ESP-Audio User Guide

ESP Audio is an audio solution for any ESP32 based device, which fully intergrates BT, Wi-Fi, TF-card, External RAM, Music Encoder, Music Decoder, DLNA, Airplay (under developing), DuerOS, Tone, Playlist, Up-sampling, Smartconfig and Blufi all together.
ESP-Audio provides multiple features for users to develop their own audio project with ESP32 chip.

This document introduces the whole system of ESP-Audio.
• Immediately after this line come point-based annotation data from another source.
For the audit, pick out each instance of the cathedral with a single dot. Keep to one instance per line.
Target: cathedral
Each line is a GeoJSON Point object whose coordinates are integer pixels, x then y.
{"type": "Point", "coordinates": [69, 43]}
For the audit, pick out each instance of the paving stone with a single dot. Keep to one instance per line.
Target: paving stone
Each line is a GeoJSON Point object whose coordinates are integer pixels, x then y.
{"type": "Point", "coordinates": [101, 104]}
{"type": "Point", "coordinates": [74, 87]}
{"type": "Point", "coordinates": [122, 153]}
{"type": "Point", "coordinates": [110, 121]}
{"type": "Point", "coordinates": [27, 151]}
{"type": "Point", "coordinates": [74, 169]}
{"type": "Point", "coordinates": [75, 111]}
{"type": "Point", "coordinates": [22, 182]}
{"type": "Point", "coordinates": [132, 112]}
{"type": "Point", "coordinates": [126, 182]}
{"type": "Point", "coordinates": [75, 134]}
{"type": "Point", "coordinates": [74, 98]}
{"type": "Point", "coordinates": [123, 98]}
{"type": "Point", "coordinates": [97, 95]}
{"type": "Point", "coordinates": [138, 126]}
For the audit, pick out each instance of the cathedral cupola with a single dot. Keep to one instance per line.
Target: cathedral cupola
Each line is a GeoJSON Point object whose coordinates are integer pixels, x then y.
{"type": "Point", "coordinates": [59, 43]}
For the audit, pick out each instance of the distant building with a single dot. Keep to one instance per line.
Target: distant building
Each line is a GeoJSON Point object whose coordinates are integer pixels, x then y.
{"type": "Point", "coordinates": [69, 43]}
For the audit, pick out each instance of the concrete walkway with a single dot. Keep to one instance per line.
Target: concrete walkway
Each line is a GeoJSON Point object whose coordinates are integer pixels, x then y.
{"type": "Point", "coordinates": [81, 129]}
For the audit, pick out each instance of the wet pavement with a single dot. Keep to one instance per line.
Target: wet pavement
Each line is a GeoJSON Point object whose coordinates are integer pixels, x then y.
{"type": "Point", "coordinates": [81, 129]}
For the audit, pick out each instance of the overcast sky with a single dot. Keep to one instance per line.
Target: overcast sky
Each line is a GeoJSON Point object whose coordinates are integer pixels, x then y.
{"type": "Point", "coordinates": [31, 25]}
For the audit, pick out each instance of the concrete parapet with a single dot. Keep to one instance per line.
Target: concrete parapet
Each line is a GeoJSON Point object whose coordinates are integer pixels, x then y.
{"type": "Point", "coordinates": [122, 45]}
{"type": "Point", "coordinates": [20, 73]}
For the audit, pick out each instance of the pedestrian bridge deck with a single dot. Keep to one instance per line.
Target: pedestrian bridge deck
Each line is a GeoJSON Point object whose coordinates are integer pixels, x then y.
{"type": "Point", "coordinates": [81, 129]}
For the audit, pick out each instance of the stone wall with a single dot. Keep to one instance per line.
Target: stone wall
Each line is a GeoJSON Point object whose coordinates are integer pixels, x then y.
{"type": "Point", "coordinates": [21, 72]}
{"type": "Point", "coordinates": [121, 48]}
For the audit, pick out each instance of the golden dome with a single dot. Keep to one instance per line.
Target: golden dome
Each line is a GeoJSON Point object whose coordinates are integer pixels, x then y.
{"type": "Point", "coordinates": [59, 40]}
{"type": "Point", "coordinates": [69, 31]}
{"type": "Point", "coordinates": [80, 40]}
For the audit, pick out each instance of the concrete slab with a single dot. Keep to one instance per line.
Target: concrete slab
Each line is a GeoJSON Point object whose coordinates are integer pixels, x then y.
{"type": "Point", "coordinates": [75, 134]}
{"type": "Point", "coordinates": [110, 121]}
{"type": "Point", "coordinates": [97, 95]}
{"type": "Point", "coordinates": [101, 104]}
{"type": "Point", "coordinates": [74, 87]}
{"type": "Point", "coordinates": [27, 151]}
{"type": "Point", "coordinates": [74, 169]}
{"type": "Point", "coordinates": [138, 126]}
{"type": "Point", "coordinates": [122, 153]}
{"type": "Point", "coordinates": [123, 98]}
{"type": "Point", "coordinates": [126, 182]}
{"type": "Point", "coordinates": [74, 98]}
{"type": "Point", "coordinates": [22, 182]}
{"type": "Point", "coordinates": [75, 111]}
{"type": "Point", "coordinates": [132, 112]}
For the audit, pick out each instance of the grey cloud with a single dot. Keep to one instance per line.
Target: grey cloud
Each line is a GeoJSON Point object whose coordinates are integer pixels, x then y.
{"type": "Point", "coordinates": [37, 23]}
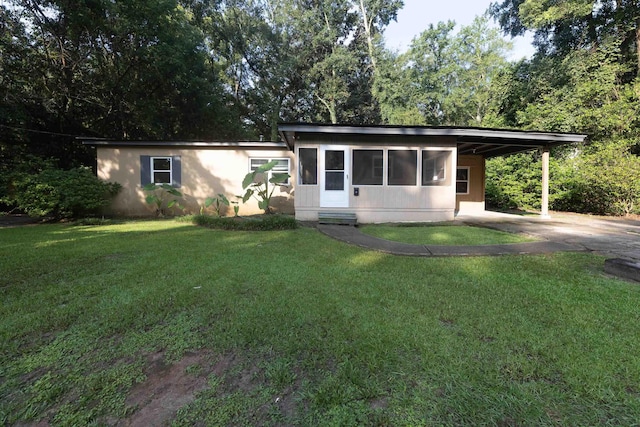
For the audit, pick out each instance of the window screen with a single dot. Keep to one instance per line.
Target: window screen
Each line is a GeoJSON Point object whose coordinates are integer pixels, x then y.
{"type": "Point", "coordinates": [403, 165]}
{"type": "Point", "coordinates": [462, 181]}
{"type": "Point", "coordinates": [434, 167]}
{"type": "Point", "coordinates": [367, 167]}
{"type": "Point", "coordinates": [308, 166]}
{"type": "Point", "coordinates": [161, 170]}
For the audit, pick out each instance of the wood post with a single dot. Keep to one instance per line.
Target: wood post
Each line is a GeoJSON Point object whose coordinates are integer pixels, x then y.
{"type": "Point", "coordinates": [544, 211]}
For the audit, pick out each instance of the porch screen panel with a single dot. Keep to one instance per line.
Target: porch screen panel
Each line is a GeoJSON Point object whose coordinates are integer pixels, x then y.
{"type": "Point", "coordinates": [308, 166]}
{"type": "Point", "coordinates": [334, 170]}
{"type": "Point", "coordinates": [436, 166]}
{"type": "Point", "coordinates": [403, 166]}
{"type": "Point", "coordinates": [368, 167]}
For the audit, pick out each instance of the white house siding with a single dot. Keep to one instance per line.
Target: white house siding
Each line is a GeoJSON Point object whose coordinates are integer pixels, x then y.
{"type": "Point", "coordinates": [384, 203]}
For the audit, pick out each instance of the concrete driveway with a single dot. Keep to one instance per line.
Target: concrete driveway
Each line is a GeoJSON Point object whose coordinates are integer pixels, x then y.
{"type": "Point", "coordinates": [612, 237]}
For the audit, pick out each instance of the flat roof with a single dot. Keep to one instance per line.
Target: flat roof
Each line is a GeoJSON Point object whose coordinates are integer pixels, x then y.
{"type": "Point", "coordinates": [484, 141]}
{"type": "Point", "coordinates": [256, 145]}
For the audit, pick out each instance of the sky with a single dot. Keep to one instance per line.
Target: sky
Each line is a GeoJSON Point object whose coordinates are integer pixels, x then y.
{"type": "Point", "coordinates": [416, 15]}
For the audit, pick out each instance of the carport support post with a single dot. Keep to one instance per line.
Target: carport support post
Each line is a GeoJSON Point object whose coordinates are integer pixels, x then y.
{"type": "Point", "coordinates": [544, 212]}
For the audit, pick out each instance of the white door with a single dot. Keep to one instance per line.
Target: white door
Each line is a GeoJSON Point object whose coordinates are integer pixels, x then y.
{"type": "Point", "coordinates": [334, 177]}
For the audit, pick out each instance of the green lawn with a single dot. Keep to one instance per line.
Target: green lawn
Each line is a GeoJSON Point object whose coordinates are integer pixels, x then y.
{"type": "Point", "coordinates": [423, 234]}
{"type": "Point", "coordinates": [101, 323]}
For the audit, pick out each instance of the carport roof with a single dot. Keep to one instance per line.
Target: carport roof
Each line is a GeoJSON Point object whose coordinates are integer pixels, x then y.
{"type": "Point", "coordinates": [482, 141]}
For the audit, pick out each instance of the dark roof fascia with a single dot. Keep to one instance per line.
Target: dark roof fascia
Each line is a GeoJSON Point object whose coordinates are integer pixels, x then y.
{"type": "Point", "coordinates": [533, 139]}
{"type": "Point", "coordinates": [258, 145]}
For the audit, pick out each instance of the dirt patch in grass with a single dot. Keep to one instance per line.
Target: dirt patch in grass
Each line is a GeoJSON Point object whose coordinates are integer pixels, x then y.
{"type": "Point", "coordinates": [168, 387]}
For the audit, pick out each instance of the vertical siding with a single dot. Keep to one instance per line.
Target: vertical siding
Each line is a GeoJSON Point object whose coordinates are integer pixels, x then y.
{"type": "Point", "coordinates": [387, 203]}
{"type": "Point", "coordinates": [474, 201]}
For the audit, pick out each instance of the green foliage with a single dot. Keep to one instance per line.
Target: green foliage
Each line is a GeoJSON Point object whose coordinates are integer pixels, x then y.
{"type": "Point", "coordinates": [257, 185]}
{"type": "Point", "coordinates": [63, 193]}
{"type": "Point", "coordinates": [445, 78]}
{"type": "Point", "coordinates": [514, 182]}
{"type": "Point", "coordinates": [220, 201]}
{"type": "Point", "coordinates": [603, 182]}
{"type": "Point", "coordinates": [163, 196]}
{"type": "Point", "coordinates": [323, 333]}
{"type": "Point", "coordinates": [263, 223]}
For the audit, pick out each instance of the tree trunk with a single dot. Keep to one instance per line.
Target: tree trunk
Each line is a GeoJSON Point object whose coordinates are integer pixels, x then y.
{"type": "Point", "coordinates": [369, 34]}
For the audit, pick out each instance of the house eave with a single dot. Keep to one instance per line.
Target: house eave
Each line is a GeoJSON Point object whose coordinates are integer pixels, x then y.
{"type": "Point", "coordinates": [255, 145]}
{"type": "Point", "coordinates": [495, 142]}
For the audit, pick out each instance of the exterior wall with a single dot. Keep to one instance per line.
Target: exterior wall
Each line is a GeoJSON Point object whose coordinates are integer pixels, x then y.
{"type": "Point", "coordinates": [205, 172]}
{"type": "Point", "coordinates": [474, 201]}
{"type": "Point", "coordinates": [384, 203]}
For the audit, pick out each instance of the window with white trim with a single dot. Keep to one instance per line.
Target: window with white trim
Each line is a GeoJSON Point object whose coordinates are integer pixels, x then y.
{"type": "Point", "coordinates": [434, 167]}
{"type": "Point", "coordinates": [308, 166]}
{"type": "Point", "coordinates": [462, 180]}
{"type": "Point", "coordinates": [368, 167]}
{"type": "Point", "coordinates": [282, 166]}
{"type": "Point", "coordinates": [403, 165]}
{"type": "Point", "coordinates": [161, 170]}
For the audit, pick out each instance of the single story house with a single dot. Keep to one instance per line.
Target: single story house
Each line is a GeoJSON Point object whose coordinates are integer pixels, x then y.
{"type": "Point", "coordinates": [378, 173]}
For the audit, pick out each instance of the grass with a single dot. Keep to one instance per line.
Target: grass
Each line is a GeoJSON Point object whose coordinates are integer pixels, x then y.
{"type": "Point", "coordinates": [293, 328]}
{"type": "Point", "coordinates": [422, 234]}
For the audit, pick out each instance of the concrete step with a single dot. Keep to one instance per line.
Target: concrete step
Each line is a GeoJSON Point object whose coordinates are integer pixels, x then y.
{"type": "Point", "coordinates": [338, 218]}
{"type": "Point", "coordinates": [623, 268]}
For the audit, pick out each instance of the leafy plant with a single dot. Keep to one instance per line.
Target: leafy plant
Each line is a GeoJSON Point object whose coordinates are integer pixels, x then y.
{"type": "Point", "coordinates": [218, 202]}
{"type": "Point", "coordinates": [261, 223]}
{"type": "Point", "coordinates": [63, 193]}
{"type": "Point", "coordinates": [163, 196]}
{"type": "Point", "coordinates": [257, 185]}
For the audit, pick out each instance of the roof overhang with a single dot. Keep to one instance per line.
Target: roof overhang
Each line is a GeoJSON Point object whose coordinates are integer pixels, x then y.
{"type": "Point", "coordinates": [481, 141]}
{"type": "Point", "coordinates": [248, 145]}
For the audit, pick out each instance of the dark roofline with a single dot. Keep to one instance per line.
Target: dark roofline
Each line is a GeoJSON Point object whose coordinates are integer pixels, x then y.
{"type": "Point", "coordinates": [508, 141]}
{"type": "Point", "coordinates": [258, 145]}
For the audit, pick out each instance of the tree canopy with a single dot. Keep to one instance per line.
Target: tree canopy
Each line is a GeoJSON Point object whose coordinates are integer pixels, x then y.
{"type": "Point", "coordinates": [233, 69]}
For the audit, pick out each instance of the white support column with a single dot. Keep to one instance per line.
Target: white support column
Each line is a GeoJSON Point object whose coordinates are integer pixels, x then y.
{"type": "Point", "coordinates": [544, 212]}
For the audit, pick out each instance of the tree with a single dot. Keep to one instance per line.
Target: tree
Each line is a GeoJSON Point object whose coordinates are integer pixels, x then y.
{"type": "Point", "coordinates": [562, 27]}
{"type": "Point", "coordinates": [445, 78]}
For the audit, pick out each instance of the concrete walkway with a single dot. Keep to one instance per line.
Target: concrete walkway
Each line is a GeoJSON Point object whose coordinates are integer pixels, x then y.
{"type": "Point", "coordinates": [612, 237]}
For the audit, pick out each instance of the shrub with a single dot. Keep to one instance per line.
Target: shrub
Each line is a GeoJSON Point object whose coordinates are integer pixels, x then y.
{"type": "Point", "coordinates": [63, 193]}
{"type": "Point", "coordinates": [163, 196]}
{"type": "Point", "coordinates": [261, 223]}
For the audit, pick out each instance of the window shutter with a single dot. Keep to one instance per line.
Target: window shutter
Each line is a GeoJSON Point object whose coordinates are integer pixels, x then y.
{"type": "Point", "coordinates": [145, 170]}
{"type": "Point", "coordinates": [176, 164]}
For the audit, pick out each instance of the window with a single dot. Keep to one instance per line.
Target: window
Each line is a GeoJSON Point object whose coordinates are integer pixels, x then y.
{"type": "Point", "coordinates": [434, 167]}
{"type": "Point", "coordinates": [368, 167]}
{"type": "Point", "coordinates": [160, 170]}
{"type": "Point", "coordinates": [308, 166]}
{"type": "Point", "coordinates": [282, 166]}
{"type": "Point", "coordinates": [403, 166]}
{"type": "Point", "coordinates": [462, 180]}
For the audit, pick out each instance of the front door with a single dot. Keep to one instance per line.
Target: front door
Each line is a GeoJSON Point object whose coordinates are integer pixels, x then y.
{"type": "Point", "coordinates": [334, 177]}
Refer to ESP-Audio Design Guideline to learn bugs related to ESP32, memory system, peripheral issues, Wi-Fi awareness as well as hardware design guideline that users should know in an ESP32 audio project.

1. Getting Started

This section introduces how to set up the environment, initialize and build the ESP-Audio SDK.

1.1. Software and Hardware Preparation

ESP-IDF and related environments need to be set up to build the ESP-Audio SDK, generate binaries as well as make flash.

Documents and hardware guides are available by following links.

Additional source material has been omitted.